Y allí mismo, al calor de las hogueras, con la jungla como teatro y aquella tribu sin nombre de espectadores, se puso a tocar la primera suite para violonchelo. Por algo no iba a ningún sitio sin su más preciado instrumento. Podía tocar otros, pero solo este expresaba con todos los matices posibles las tribulaciones de su alma vagabunda. Dejó que la grave tristeza bachiana flotara en el aire por vez primera en aquel contexto. Bach  en Brasil… De repente cesaron los cánticos y las sonrisas se desvanecieron. Los indios no tenían ni idea de que era aquello, pero lo escucharon con la misma expresión de respeto y temor. Era algo sagrado sin duda. Nunca habían escuchado nada semejante, pero estaba claro que era especial. Una música capaz de detener el tiempo y dejar las nubes suspendidas en un mismo punto del cielo cual si fueran marionetas de algodón, con la luna asomando los ojos entre los negros vellones de firmamento.

La música tiene ese poder, esa magia y Sinfonías de la mañana está llena de ella. Llena de  música y también de historias de aquellos que fueron dotados con la magia de la creación, con el poder de hacernos sentir. Relatos de alegrias y tristezas, llenos de vida, de pasión, de amor.  Relatos sobre la vida de musicos e intérpretes pero ante todo la vida de seres humanos.

Querida mamá. Es verano y hace buen día. Ve al río a tomar aire fresco. Y si todavía sientes que necesitas dinero creo que lo mejor podrías hacer es tirarte al agua y ahogarte de una maldita vez”

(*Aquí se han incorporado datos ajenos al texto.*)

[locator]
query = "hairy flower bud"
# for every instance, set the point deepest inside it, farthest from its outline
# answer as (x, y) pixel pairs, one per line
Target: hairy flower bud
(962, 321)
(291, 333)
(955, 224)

María firmó la carta con el que era ahora su nuevo nombre. Más corto y elegante que el feo Kalogeropoulou. Un nombre adelgazado, perfecto para la mujer de un millonario o una diva de la escena. Volvió a contemplar el pedazo de carne cruda entre sus dedos. Le habían asegurado que estaba infectado por una tenia. ¿Cuántos kilos de infelicidad podría devorarle? ¿Treinta, cuarenta? ¿Una vida entera?

María Callas cerró los ojos e ingirió el trozo de carne y al hacerlo tuvo la sensación de estar tragándose de una vez por todas su horrible infancia.

 

Sinfonías de la mañana recoge una serie de relatos dedicados a la vida de grandes compositores e intérpretes con los que Martín Llade comienza su programa homónimo en Radio Clásica. Haydn, Mozart, Beethoven, Schubert, Mendelssohn, Chopin, Wagner, etc, son algunos de los protagonistas de este disco libro.

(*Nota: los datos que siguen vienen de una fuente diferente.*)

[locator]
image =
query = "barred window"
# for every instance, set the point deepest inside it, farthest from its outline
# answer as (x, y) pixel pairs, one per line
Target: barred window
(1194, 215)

Y se sentó entonces al piano a interpretar su última sonata… ahí tenían a Beethoven. Un ser único e irrepetible. Un creador de sueños y glorias, de arrebatos, de rabia, de pasión, de ternura, de amor y penumbras pero también de una luz inextinguible, que fluía pura de sus dedos envolviéndolos en la dicha. Era Beethoven y estaba tocando para ellos. Y comprendieron entonces lo privilegiados que eran y qué pocos seres humanos en la historia del mundo podrían contarse entre los elegidos para un momento así. Contemplaron tocar a Beethoven y lloraron al fin. Al acabar la interpretación no se atrevieron a aplaudir por temor a romper el más preciado de los silencios, aquel nacido de la música de quien siempre vivía precisamente sumido en una atmósfera donde los sonidos no existían, solo eran soñados.

 

 

 

2 comentarios

  • Estupenda sugerencia, Pedro. Para los seguidores Martin Llade y de su popular espacio de Radio Clásica, y, desde luego, también para los que no lo conozcan. Un discolibro para tener a mano y recordarr de otra forma detalles de esas vidas siempre tan apasionantes.

    ¡Muchas gracias!

  • Gracias Evelio, este disco libro es una estupenda manera de adentrarse en la música y de conocer el lado más humano, más real de un compositor o interprete.